Suppose we have available a corpus of data approximating the mass of intrinsic and extrinsic language-relevant experience that a human encounters, a computer with power that could match that of the human brain, and a sufficiently clever learning algorithm and data storage method. Could it learn the meanings of all the words to any language it was given? (Landauer 2011, p. 4).

In the present paper, terms such as “M-comprehension” or “M-understanding” will be used to indicate the capabilities of actually functioning computers. There is no doubt that strong pattern-recognition capacity can be achieved with existing hardware and software, but how finely can an AI using LSA identify differences and similarities between book-length texts? I propose to test whether an LSA-equipped AI can make distinctions among significant works of political philosophy, history, and fiction. A modest number of texts were analyzed—a corpus of 100 major works drawn from the list of frequently downloaded books compiled by Project Gutenberg.^{Footnote 4}

In LSA, words and documents are coded as a matrix (a row for each word, a column for each document) which is then condensed to a “semantic space” or “concept space” of lower dimensionality. The element t_ij of the raw word-document matrix equals the number of times word i appears in document j. Entries of the term-document matrix are then weighted to give a relatively high weight to elements that occur frequently in some but not all of the documents and relatively low weight to words that appear frequently throughout the corpus. Again, there are different ways this can be done, but experience has shown that “log-entropy” weighting performs well.^{Footnote 5} The weighted word-document matrix will be denoted by A, an m × n matrix with m rows (one for each word) and n columns (one for each document). This particular weighting scheme is discussed in Martin and Berry 2011, pp. 37–39, citing Dumais (1991), Salton and Buckley (1991), Letsche and Berry (1997), and Berry and Browne (2005). Unlike most of the applications of LSA found in the literature, the “documents” in the present paper consist of entire books, not just paragraphs or short passages.

It might be possible for an AI to use the unreduced word-document matrix to identify similarities between different documents in the corpus. Similarities can be defined in a variety of ways. The simplest is to calculate the cosine between the column vectors representing any pair of texts in the weighted term-document matrix A. The cosine of the angle between two vectors s₁ and s₂ in a vector space is given by $\frac{{{{\mathbf{s}}_{1~}}.~~{{\mathbf{s}}_2}}}{{\left\| {{{\mathbf{s}}_1}} \right\|~\left\| {{{\mathbf{s}}_2}} \right\|}},$ where the numerator is the dot product of the two vectors and $\left\| {{{\mathbf{s}}_{\mathbf{i}}}} \right\|~$ is the ordinary Euclidean norm (length) of ${{\mathbf{s}}_{\mathbf{i}}}$. A pictorial representation of the 100 × 100 table of these cosines is given in Fig. 1, with each of the 10,000 squares at locations (j₁,j₂) in the Figure representing the cosine between document j₁ and document j₂.

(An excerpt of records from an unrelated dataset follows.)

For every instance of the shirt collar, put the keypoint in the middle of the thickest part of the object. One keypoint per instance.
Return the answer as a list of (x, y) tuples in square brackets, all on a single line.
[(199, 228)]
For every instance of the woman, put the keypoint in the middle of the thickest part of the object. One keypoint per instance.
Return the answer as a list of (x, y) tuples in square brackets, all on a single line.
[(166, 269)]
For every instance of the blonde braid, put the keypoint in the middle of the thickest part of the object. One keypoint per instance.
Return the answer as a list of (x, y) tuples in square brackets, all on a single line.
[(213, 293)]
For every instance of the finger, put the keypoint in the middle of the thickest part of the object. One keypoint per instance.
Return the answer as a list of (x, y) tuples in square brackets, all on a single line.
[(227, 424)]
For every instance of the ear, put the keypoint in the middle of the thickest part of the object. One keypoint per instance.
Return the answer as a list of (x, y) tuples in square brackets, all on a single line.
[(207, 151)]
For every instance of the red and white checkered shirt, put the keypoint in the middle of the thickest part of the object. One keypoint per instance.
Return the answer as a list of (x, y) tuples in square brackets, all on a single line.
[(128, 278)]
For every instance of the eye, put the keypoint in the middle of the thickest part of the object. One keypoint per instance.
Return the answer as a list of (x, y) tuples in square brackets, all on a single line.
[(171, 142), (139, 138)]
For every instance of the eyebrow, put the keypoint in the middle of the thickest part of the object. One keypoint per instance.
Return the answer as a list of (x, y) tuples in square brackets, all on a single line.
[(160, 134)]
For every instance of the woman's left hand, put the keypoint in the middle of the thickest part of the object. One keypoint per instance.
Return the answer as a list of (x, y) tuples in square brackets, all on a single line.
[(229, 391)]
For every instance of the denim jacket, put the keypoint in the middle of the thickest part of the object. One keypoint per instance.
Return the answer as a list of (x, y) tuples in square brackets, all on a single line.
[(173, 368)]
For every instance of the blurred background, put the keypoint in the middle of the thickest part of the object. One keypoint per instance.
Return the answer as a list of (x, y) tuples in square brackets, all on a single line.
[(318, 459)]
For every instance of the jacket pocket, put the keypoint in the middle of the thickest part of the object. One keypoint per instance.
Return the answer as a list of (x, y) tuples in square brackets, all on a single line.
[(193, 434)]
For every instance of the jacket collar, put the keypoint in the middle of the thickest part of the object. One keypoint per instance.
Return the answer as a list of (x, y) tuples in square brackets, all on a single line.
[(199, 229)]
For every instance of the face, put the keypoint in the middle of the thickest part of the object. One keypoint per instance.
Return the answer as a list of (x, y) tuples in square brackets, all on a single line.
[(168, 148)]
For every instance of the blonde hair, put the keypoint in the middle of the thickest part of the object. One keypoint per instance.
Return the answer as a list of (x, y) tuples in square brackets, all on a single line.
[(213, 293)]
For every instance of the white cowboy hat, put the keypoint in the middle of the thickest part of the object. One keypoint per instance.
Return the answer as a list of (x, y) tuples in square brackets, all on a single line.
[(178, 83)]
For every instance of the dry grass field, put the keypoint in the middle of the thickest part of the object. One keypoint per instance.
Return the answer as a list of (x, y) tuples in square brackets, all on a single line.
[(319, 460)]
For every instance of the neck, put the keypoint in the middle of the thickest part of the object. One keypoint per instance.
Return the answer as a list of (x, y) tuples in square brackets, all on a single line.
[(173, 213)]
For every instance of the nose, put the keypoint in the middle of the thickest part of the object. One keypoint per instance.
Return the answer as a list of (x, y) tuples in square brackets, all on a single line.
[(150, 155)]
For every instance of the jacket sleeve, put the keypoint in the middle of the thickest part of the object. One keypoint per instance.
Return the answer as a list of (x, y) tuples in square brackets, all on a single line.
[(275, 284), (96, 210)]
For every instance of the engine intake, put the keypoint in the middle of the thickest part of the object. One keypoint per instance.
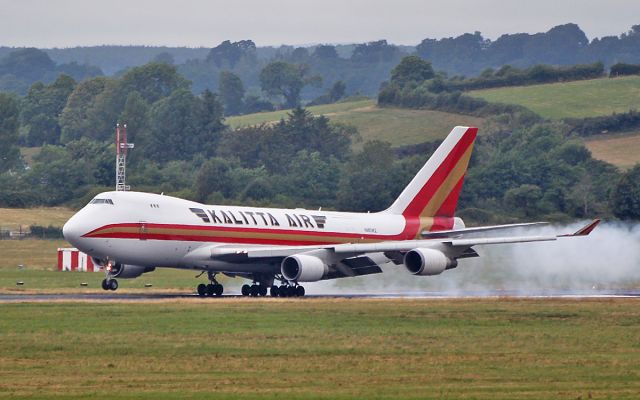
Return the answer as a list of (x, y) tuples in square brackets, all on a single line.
[(303, 268), (427, 262), (126, 271)]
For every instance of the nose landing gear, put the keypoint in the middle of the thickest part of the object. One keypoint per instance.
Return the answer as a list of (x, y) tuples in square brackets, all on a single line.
[(109, 283), (213, 288)]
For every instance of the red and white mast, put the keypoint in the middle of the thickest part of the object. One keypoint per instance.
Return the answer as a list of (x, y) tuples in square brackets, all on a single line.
[(121, 157)]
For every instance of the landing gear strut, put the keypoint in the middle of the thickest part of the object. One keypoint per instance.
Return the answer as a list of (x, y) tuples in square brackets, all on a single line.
[(254, 290), (109, 283), (286, 289), (213, 288)]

Figure 1 is an easier way of seeing the patterns in the cosine pairs than a 100 × 100 table of numbers printed in a tiny font. The shading in the table goes from lighter (smaller cosines) to darker (larger cosines). Quite clearly, the squares down the main diagonal are darkest, because the cosine of a vector with itself is 1. The average degree of similarity (average cosine) in the whole matrix is 0.207 with standard deviation 0.106. It is worth noting that AIs have been quite successful in image recognition (Li et al. 2012; Strang 2016), so there is no loss of interpretability in presenting the results of cosine calculations in this way. However, similarities and differences across books as shown by the cosines in Fig. 1 are not particularly strong.

2 Measuring similarities by singular value decomposition

A better approach, the one employed in LSA, is first to factor the A matrix by singular value decomposition (SVD) (Martin and Berry 2011; Berry and Browne 2005). SVD splits up the A matrix in a way that makes it easier to identify the concepts or genres that underlie the corpus. Many introductions to SVD are given in the literature, so only an outline of the mathematics is given in Appendix 2. Standard software packages like Mathematica and MATLAB include built-in routines to carry out the SVD calculations. The key step in identifying the strongest similarities involves reducing the information in A to a “concept space” of markedly lower dimension. Even with as few as 2 or 3 dimensions in the concept space, unsupervised computations clearly distinguish the main types of text in the corpus.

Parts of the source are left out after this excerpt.